La malinconia di un fiore appena sbocciato era tutto ciò che aveva.
Una musica lontana. Un far festa che non gli apparteneva.
Eppure il mondo esplodeva in colori tutto intorno alla sua pelle, ma lui rimaneva schiavo del nero, affamato di nient’altro che oscurità.
Osservava e basta al di là di un vetro sporco che faceva fatica a riflettere persino la sua immagine. Quel volto pallido, sempre più scavato da notti insonni e da amplessi di incubi inutili.
Se ne stava lì, fermo, a pensare per ore neppure sapeva a cosa, forse soltanto al caos che aveva dentro.

Era successo per caso. Era bastata una voce, un profumo non troppo lontano, e nella sua testa aveva iniziato ad agitarsi una tempesta di quelle che ti lasciano rotto da una parte, un relitto che fa fatica a galleggiare, dove si riposano i gabbiani e le alghe crescono incontrollate.
Alla fine era arrivata la primavera, ma in lui era nato l’ennesimo tormento, l’ennesima emozione da buttare.
E aveva provato a gettarle con forza nel fondo di un oceano immaginario. Lo aveva provato fino a vedere il sangue e pezzi d’anima andare ancora in frantumi, vederli ancorarsi a parole uscite da altre labbra, ad un sorriso tra mille.
Aveva urlato «Basta» al sole e poi alla pioggia e persino al vento. Aveva poi cercato l’eco tra le foglie e i rami spezzati, tra le increspature del lago e tra i prati che odoravano del fresco di un mattino.
Aveva urlato e poi cercato e persino provato a piangere.
Provato a lanciare parole disperate in mezzo a nient’altro che silenzi, a voci vuote. A promesse infrante.
Fuori si godevano tutti il sole, ma a lui rimaneva la terra.
Guardare in basso per non sfiorare un altro paio d’occhi, correre lontano e trovare dopo una scusa per avvicinarsi ancora. E poi correre di nuovo via col cuore spezzato stretto tra le mani.
Provare a volare da un’altra parte dove la primavera non esiste e dove i fiori bruciano e marciscono tra le ore.
In un luogo senza amore.
Senza più quel viso.

Si era voltato sentendo alcuni passi, distratto appena era tornato a guardare davanti a sé, il vetro sporco dove far correre le dita e scrivere una parola soltanto, poche lettere confuse tra la polvere.

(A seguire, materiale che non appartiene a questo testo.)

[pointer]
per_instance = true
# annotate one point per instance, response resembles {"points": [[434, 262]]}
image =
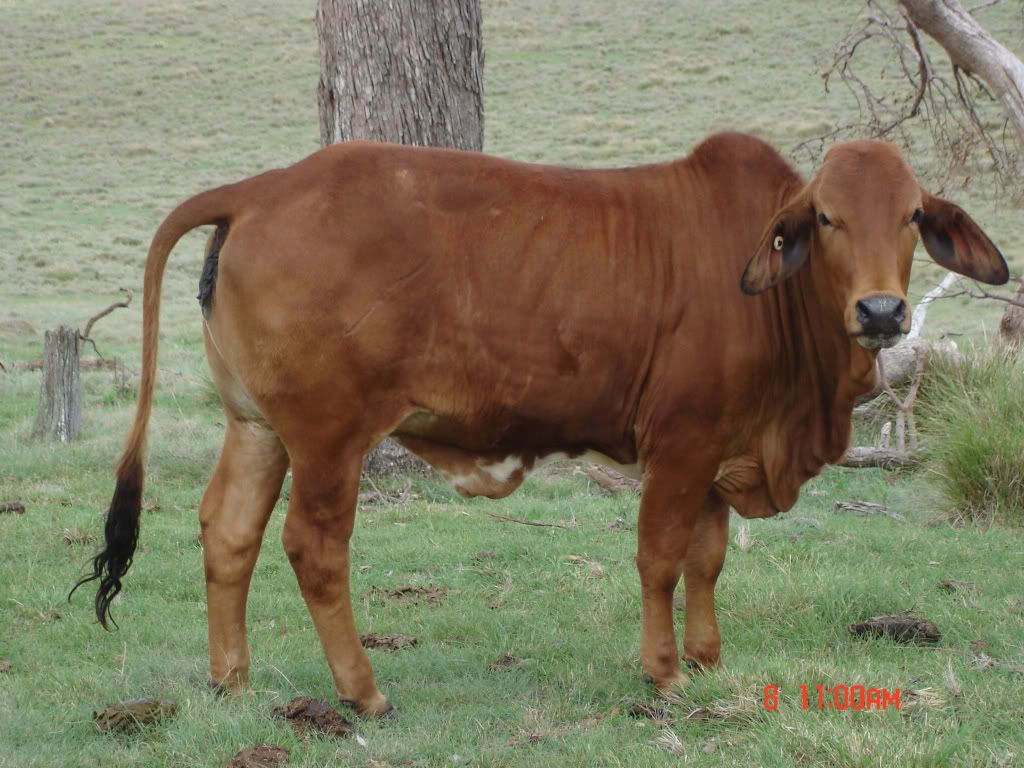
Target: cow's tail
{"points": [[121, 531]]}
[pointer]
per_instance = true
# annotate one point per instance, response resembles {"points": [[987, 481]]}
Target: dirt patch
{"points": [[386, 642], [953, 586], [261, 756], [16, 328], [507, 662], [431, 595], [900, 629], [73, 537], [129, 716], [649, 711], [314, 716]]}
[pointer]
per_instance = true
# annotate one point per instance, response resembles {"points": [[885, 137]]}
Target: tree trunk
{"points": [[1012, 325], [973, 49], [403, 71], [59, 414]]}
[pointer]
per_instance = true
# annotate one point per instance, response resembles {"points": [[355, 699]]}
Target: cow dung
{"points": [[648, 711], [432, 595], [505, 663], [132, 715], [374, 641], [260, 756], [315, 716], [901, 629]]}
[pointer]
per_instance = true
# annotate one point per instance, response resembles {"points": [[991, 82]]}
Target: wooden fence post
{"points": [[59, 414]]}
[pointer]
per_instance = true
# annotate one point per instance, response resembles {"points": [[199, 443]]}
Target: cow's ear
{"points": [[955, 242], [783, 247]]}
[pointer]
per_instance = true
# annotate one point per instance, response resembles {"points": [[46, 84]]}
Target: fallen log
{"points": [[862, 457]]}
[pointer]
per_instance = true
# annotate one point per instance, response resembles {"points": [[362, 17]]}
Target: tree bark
{"points": [[59, 414], [973, 49], [1012, 325], [859, 458], [403, 71]]}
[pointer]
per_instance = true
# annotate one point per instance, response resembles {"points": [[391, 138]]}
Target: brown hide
{"points": [[500, 308], [492, 313]]}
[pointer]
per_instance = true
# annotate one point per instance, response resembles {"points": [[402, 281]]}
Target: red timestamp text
{"points": [[841, 697]]}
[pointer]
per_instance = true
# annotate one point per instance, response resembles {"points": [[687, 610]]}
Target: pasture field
{"points": [[112, 112]]}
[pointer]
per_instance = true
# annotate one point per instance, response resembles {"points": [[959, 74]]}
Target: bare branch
{"points": [[953, 109], [84, 337], [979, 6], [99, 315], [503, 518], [981, 293]]}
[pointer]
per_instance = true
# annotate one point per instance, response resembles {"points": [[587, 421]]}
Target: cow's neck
{"points": [[821, 373]]}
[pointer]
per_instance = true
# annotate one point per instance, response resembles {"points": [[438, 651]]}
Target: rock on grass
{"points": [[900, 629], [261, 756]]}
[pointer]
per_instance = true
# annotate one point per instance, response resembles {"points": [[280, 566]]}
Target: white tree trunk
{"points": [[971, 48]]}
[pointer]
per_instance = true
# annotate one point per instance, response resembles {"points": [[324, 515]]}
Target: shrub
{"points": [[972, 417]]}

Poi le lettere erano diventate tante, sparse su fogli che si accumulavano ad ogni giorno che passava in ogni angolo della propria casa. Parole che mai avrebbe detto, ai piedi di un comodino mentre altre si nascondevano tra le lenzuola, lì dove i desideri rimanevano muti e colti da un’improvvisa sete che non sarebbe riuscito a placare neppure con tutta l’acqua del mondo, neppure con lacrime e piogge.

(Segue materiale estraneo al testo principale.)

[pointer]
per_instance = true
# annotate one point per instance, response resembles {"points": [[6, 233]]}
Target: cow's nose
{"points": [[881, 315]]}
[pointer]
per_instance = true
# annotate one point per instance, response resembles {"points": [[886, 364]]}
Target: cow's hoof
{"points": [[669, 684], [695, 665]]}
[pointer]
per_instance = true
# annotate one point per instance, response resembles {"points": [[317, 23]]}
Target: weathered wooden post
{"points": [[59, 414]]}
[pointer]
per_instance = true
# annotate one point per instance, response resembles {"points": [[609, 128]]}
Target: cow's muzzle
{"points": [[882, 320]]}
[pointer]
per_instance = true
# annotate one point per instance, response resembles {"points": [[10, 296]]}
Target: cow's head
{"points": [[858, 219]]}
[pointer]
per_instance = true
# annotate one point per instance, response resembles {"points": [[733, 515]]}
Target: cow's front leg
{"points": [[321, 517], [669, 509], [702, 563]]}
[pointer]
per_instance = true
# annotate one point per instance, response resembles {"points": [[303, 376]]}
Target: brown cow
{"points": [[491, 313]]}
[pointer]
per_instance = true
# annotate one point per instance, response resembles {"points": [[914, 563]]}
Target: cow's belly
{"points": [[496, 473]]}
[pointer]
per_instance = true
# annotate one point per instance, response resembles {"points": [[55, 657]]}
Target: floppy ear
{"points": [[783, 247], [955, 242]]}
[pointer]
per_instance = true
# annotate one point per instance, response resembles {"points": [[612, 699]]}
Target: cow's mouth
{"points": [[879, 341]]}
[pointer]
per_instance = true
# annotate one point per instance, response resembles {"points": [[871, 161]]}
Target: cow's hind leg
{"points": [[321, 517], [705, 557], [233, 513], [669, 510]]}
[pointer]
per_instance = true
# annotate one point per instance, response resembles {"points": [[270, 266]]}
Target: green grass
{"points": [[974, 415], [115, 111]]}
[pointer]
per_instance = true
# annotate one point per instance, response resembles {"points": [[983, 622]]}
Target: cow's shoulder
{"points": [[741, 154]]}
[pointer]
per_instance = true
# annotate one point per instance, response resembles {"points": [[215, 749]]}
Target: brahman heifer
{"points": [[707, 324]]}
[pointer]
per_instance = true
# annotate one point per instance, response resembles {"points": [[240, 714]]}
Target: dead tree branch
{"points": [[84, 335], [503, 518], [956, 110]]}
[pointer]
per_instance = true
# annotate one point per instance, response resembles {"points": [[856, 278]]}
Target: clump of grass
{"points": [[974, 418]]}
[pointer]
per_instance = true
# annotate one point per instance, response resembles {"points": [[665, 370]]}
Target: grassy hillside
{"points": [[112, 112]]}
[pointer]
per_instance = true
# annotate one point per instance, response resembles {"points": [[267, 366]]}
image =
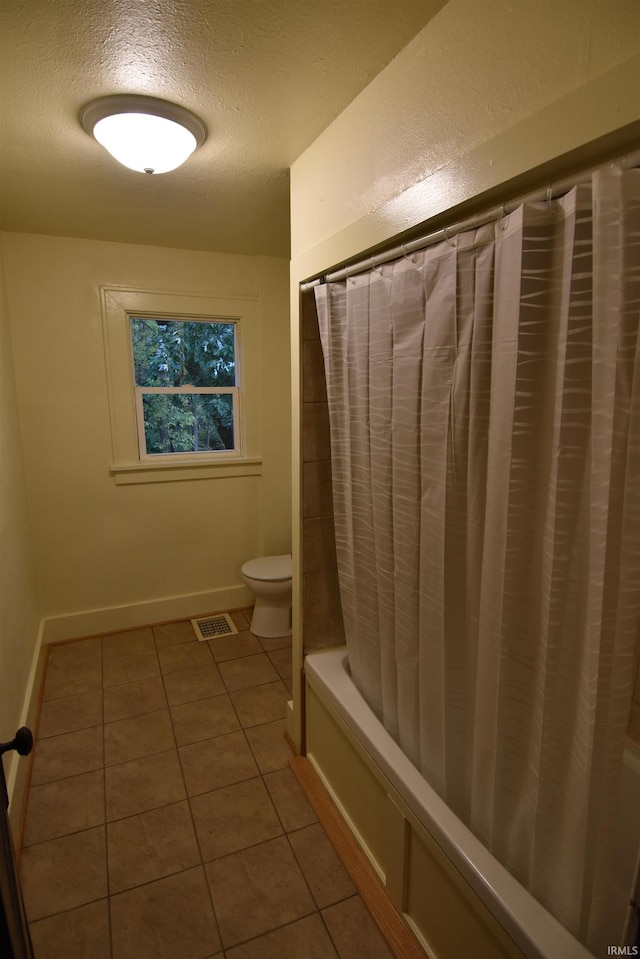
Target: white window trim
{"points": [[127, 465]]}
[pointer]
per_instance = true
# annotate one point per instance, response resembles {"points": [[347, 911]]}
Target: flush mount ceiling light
{"points": [[143, 133]]}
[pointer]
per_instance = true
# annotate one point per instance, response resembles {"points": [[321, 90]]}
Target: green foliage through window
{"points": [[185, 376]]}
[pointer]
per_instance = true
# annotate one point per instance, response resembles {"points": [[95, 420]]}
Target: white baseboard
{"points": [[114, 618], [17, 767]]}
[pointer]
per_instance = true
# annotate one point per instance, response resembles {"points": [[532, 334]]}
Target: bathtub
{"points": [[455, 896]]}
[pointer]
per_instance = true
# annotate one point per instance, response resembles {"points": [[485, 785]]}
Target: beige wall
{"points": [[110, 556], [19, 607], [488, 91]]}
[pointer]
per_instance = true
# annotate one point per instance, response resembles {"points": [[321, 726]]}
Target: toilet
{"points": [[269, 579]]}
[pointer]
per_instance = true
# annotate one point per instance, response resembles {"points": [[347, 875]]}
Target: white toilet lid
{"points": [[271, 568]]}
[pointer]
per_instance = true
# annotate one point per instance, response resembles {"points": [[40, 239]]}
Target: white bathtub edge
{"points": [[536, 932]]}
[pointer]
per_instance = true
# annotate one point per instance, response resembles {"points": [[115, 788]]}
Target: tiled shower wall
{"points": [[322, 616], [321, 611]]}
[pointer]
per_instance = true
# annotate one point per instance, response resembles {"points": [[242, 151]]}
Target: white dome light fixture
{"points": [[143, 133]]}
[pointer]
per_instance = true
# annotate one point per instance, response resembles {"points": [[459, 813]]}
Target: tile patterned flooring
{"points": [[163, 819]]}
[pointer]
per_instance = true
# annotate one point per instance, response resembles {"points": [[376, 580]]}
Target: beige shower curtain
{"points": [[484, 399]]}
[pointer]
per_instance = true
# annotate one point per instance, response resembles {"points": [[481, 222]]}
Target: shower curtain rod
{"points": [[552, 192]]}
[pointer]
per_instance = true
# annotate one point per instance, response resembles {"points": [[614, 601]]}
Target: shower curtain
{"points": [[484, 402]]}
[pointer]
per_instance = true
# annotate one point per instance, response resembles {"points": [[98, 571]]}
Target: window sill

Eppure la primavera era arrivata davvero, portandosi dietro una giacca rossa abbandonata ai piedi di un albero, una piega tra le gambe e tasche che nascondevano tutto ciò che non era in grado di dire.

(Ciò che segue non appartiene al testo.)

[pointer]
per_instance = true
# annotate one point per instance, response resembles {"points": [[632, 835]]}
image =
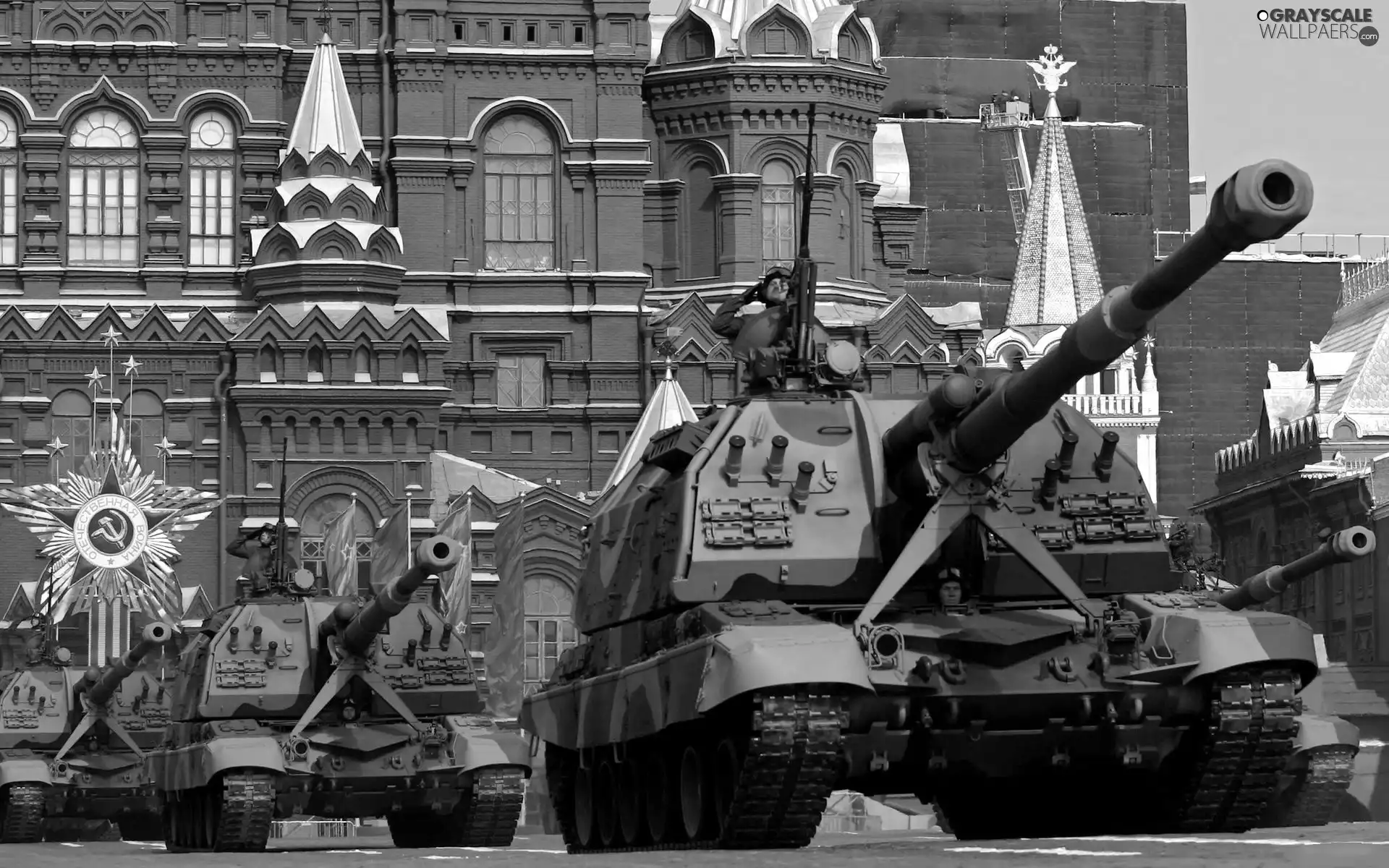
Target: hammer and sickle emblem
{"points": [[109, 531]]}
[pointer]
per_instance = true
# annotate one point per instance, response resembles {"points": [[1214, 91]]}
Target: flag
{"points": [[341, 552], [504, 639], [391, 548], [456, 584]]}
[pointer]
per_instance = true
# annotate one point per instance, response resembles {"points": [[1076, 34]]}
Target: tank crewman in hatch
{"points": [[259, 549], [757, 336], [771, 291]]}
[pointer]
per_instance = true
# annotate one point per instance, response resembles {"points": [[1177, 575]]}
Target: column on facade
{"points": [[661, 216], [462, 246], [739, 220], [867, 191], [575, 211], [42, 193], [898, 226], [823, 221], [164, 158], [619, 203]]}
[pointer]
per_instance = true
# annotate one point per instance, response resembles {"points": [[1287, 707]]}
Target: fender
{"points": [[197, 764]]}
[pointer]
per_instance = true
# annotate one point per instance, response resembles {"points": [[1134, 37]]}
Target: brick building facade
{"points": [[1319, 459], [422, 241]]}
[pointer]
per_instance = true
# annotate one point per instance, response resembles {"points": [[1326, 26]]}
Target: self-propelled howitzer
{"points": [[786, 571], [84, 736], [294, 703], [1320, 770], [1341, 548]]}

Lui che non era altro che silenzi avrebbe voluto parlare, farlo per ore in quegli amplessi di incubi inutili che si trasformavano in altri amplessi fatti di carne e umori e vino sulla pelle.
Parlare e basta, ma le sue parole erano mute, senza un suono che le disegnasse tra le nuvole.
La primavera era arrivata trascinando con sé il suo corpo e i suoi sospiri, e i suoi vestiti in un letto che non era il proprio.

La malinconia di un fiore appena sbocciato era tutto ciò che aveva.
Una musica lontana.
Un far festa che non gli apparteneva.